Location
- 2600 Hoffman Road Mankato, Minnesota 56001 United States 44°09′27″N 93°57′37″W﻿ / ﻿44.1575°N 93.9604°W

Information
- Type: Public high school
- Motto: "Excellence, Equity, Empowerment — Every Student, Every Day."
- Established: 1973
- Principal: Akram Osman
- Teaching staff: 65.85 (FTE)
- Grades: 9–12
- Enrollment: 1,302 (2024-2025)
- Student to teacher ratio: 19.77
- Colors: Black & gold
- Mascot: Cougars
- Rival: Mankato West High School
- Website: www.ehs.isd77.org

= Mankato East High School =

Mankato East High School is a four-year public high school in Mankato, Minnesota, United States.
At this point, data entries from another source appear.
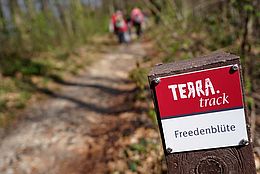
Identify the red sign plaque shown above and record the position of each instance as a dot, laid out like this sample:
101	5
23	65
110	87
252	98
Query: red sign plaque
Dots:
202	109
203	91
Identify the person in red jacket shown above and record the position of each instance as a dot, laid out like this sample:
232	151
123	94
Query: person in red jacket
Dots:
137	18
119	26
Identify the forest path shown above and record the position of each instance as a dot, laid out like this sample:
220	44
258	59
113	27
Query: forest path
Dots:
71	131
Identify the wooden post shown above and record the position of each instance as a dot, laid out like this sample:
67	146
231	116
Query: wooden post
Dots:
224	160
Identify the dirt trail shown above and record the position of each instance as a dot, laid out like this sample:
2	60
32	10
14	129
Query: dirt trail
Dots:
72	131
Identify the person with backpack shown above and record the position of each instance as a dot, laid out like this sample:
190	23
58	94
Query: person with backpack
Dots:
137	18
120	26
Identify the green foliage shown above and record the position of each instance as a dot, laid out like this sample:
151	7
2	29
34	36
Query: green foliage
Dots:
139	76
12	66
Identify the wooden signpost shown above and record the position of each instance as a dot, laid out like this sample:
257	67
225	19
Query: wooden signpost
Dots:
202	117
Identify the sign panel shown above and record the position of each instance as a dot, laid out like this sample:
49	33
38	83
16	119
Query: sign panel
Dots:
202	109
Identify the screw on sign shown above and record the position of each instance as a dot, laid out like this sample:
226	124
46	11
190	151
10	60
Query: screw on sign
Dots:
202	115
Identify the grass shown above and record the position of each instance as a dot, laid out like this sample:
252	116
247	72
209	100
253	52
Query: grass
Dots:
20	77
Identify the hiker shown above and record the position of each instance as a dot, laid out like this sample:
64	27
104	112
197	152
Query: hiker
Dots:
120	27
137	18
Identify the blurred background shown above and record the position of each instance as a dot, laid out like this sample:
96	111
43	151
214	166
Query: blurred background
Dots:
73	99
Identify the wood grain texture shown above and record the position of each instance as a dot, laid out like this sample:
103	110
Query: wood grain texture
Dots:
230	160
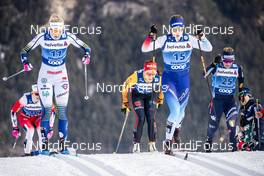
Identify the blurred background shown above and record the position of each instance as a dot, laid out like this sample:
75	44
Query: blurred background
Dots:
117	29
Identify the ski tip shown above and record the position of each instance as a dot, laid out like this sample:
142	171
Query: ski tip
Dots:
186	156
4	78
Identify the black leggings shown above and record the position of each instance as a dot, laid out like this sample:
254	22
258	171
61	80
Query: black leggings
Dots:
144	107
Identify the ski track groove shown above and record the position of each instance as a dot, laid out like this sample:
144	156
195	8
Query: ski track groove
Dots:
103	165
207	165
80	166
180	158
229	164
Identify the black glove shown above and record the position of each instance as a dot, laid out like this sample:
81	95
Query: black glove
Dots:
125	108
199	33
153	31
217	59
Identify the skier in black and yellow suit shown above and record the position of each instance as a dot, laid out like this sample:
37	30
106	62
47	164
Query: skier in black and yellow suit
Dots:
146	97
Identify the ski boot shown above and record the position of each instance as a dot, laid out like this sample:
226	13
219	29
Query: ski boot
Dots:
45	148
63	149
176	138
208	146
168	147
136	148
152	147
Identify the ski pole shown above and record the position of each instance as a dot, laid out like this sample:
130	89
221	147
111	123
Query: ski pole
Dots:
258	124
86	97
122	131
207	81
11	76
14	145
153	59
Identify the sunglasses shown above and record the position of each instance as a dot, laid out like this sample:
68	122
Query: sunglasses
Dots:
177	29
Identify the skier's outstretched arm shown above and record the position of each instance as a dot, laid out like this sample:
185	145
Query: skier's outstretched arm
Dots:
79	43
30	46
160	98
129	83
148	44
15	108
204	43
240	78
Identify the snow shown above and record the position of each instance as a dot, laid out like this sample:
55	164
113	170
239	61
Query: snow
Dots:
143	164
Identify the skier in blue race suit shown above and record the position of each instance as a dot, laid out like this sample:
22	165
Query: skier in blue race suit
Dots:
53	77
176	49
225	76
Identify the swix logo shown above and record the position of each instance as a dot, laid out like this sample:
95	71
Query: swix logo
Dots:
176	46
226	72
228	91
65	86
53	44
55	62
178	67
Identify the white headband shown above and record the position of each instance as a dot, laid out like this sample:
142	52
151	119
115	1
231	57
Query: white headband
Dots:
54	25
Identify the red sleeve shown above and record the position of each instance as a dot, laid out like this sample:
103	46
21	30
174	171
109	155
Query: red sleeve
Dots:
147	41
262	111
17	106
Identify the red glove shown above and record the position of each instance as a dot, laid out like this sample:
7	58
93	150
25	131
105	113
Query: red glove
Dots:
28	67
15	132
86	59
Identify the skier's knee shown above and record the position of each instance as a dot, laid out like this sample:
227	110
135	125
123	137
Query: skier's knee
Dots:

The present school opened in 1973.

==Athletics==
The Mankato East Cougars are part of the Big 9 Conference.

They have a big rivalry with Mankato West High School, one example of this is the Mankato Jug game, a football game played every year between Mankato East High School and Mankato West High School. As of the 2025-2026 school year, Mankato East currently holds the Jug.

==Notable alumni==
- Greg Orman - American businessman and politician
- Craig Dahl - an NFL football player. He earned a Championship Ring in Super Bowl XLII while playing with the New York Giants.